When I see articles like The Atlantic’s “‘This Did Something Powerful to Me’: Authors’ Favorite First Lines of Books,” the first thing I think is, of course, “Anybody going to mention Shakespeare?”
Yup. I don’t know who Lydia Davis is but she’s my new best pal because not only does she bring Shakespeare into a discussion where no less than 3 others went with “Call me Ishmael”, she goes where you wouldn’t expect:
That time of year thou mayst in me behold
When yellow leaves, or none, or few, do hang
Upon those boughs which shake against the cold,
Bare ruin’d choirs, where late the sweet birds sang.
That’s the opening to Sonnet 73, in case you don’t recognize it. How about that? 38 or so plays to choose from and 153 other sonnets, and she reaches right into the middle of the pack to pluck that one.
But wait, there’s more! Look at what she says about why that choice: “the interesting order of the second line.” I love how specific she gets. I assume she’s referring to the “none, or few” bit rather than “few, or none”. It’s a good point. Had Shakespeare said “leaves, or few, or none” there’s a linear (and therefore anticipated) sequence there. But to go the other way like he did makes it more random and unpredictable. Some trees will still have their leaves. Some will have none, some will have few. There’s no pattern.
What do you think? Even if you kept it to the realm of Shakespeare and somebody asked you to name your favorite first line, what would your choice be?
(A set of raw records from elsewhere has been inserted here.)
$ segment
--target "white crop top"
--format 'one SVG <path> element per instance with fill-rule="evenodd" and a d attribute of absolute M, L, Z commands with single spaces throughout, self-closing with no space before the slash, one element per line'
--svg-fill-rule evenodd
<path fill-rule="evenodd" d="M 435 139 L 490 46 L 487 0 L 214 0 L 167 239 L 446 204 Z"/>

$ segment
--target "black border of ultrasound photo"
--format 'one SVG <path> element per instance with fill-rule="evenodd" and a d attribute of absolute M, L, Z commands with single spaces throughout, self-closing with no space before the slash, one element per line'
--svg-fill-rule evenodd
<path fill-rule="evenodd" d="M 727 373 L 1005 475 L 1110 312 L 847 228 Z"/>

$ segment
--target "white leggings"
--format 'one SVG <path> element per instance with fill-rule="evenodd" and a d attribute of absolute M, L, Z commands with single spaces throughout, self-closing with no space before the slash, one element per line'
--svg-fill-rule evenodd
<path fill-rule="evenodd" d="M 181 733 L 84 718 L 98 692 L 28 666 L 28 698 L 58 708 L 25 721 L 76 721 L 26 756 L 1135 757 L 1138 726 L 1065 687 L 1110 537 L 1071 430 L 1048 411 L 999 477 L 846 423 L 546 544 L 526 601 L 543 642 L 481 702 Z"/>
I quite like Sonnet 104’s “To me fair friend you never can be old,” though I’m not sure I’d so quickly throw it out there as my absolute favorite. Have to think more about it.
Much as I admire her choice, I cannot help but feel that Lydia Davis has strayed beyond the meaning of “first lines of books.” After all, Sonnet 73 is hardly the first of The Sonnets, and her admired second line, is not really the first, is it? She has actually quoted the first sentence, which is the first quatrain of Sonnet 73 (actually, the first 4 lines of a 24 line poem, the double sonnet, composed of Sonnets 73 and 74, but I won’t get into that now). Isn’t it unfair to compare an entire quatrain of a poem to a mere first line of a book?—it gives the poem an unfair advantage. In fact, many of Shakespeare’s sonnets have two quatrains (eight lines) as their first sentence, such as the beautiful Sonnet 23: “As an unperfect actor on the stage…” And there are even those like Sonnet 118 (Like as to make our appetites more keen…) that carry the sentence all the way through 12 lines, right up to the couplet.
But to answer your question, Duane, I think Richard III is the winner:
Now is the Winter of our discontent
Made glorious summer by this son of York;
And all the clouds that low’rd upon our house
In the deep bosom of the ocean buried.
Next would be Twelfth Night:
If music be the food of love, play on,
Give me excess of it ,that surfeiting,
The appetite may sicken, and so die.
After these, there are virtually no memorable first lines in the plays, due to Shakespeare’s habit of opening the action in the middle of a situation, or even in the middle of a dialog. This dramatic trick gets the audience involved immediately as they try to figure out what is going on (annoys me no end when modern directors forget this and open a play with an interminable prelude).
Straying from Shakespeare, it is hard not to mention “Call me Ishmael” (Moby Dick, of course) or “It was the best of times, it was the worst of times.” (Tale of Two Cities).
–Carl
"O for a Muse of Fire" has to be on that list somewhere, right? It's a dream for a director too. Play it up to the gods and it jolts the audience to attention; play it soft and apologetic, and you're suddenly opening with a joke.